Evanston resident Karen Chavers waited more than a decade to give an artifact to historian Dino Robinson.
“People trust this man with their most prized history, mementos, artifacts and documents,” Chavers said. “He takes them as a gift.”
Chavers, director of the Evanston Neighborhood Conference, found her gift hanging from a wire in the ceiling of Community Hospital of Evanston. It was a green, frosted glass sign that said “emergency room.” Typical for a hospital — but significant because the last corner of this hospital, which had served Evanston’s black community when others would not, was about to be demolished.
“I got a very visceral reaction,” Chavers said. “It occurred to me for the first time that history was coming down.”
So Chavers carefully clipped the wire, removed the sign and wrapped it in a scarf. It stayed there for more than a decade. She was just waiting for someone who could take care of it, she said.
That person was Dino Robinson: historian, author and founder of the Shorefront organization.
Robinson takes a very personal approach to history. His quarterly magazine, Shorefront, tells historic and modern stories of Evanston’s black community. Each issue features a person on its cover, instead of a theme or landmark. He said readers feel a connection to history when they see another person’s face.
“They say ‘I know this person — I would like to get to know this person,'” he said. “And this person existed. We can’t ignore this person.”
Robinson tells the stories of a community he said has mostly been ignored in Evanston history. He began by writing a column on black history for the Evanston Clarion, a now-defunct local newspaper. He compiled those columns in his 1996 book “Place We Can Call Our Home.”

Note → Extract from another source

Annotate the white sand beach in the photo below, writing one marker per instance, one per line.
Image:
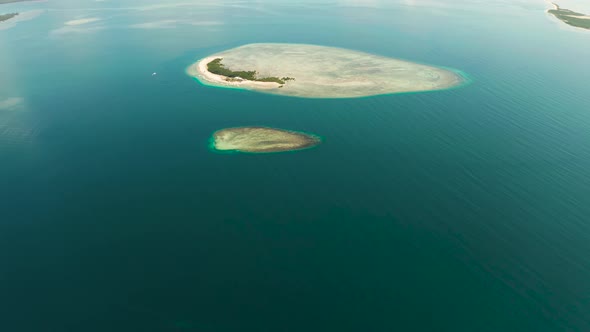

He later published a book and CD of black oral history, “Through the Eyes of Us.” He said that he was frustrated that he couldn’t fit all his research into the books, though.
“I thought, what good will it do if I transcribe these interviews and stick them in a file cabinet where nobody knows about them,” he said.
That’s when Robinson, a graphic designer by trade, thought of a magazine. He began experimenting with design and typeface, and even wrote a couple articles. Then the publication sat on his computer for about a year. He still didn’t feel satisfied as a designer, he said.
But finally he decided to “just do it.”
“I said, ‘What the heck. I’ll print some of these out and hand them out to the community,'” he said.
He initially printed about 1,000 copies of the magazine, but has scaled down the circulation to about 250 with a targeted audience of organization members, historical societies and libraries, including Northwestern, Robinson said.
NU archivist Patrick Quinn said Robinson is the first person to pay sustained, systematic attention to the history of Evanston’s black community.
“Before he began doing this, there was a real danger that the collective history of the African-American community would be lost,” Quinn said.
Robinson said he is aware of the urgency of his work, because many people who know the stories of black history firsthand are passing away. Having lived in Evanston for years, Robinson said, he has been able to build the trust necessary to get a more complete story from these people.
“It’s not a racial issue, it’s a respect issue,” he said. “I try really hard not to give the impression I’m using people.”
So far, Robinson has paid for Shorefront out of his pocket. But he applied for a number of grants, including the federally funded Community Development Block Grant, which is allocated by Evanston City Council.
Shorefront’s goal in applying for a grant was to make the magazine self-sufficient, Robinson said. His plans also include using the money to create internships for students from NU and Evanston Township High School.
But Robinson has bigger plans, including a museum and historical center, which he has dreamed of building since he founded the organization. He said his goal is to open the museum within 10 years.
Chavers, who is now a Shorefront board member and wrote the cover story in the recent summer issue, said she hopes that one day the artifact she trusted to Robinson will end up in that museum — alongside a history of Evanston Community Hospital that will give it meaning.
“When I saw it in the hospital, it was a diamond in the rubble,” she said. “(In the museum) it could be a diamond among other diamonds.”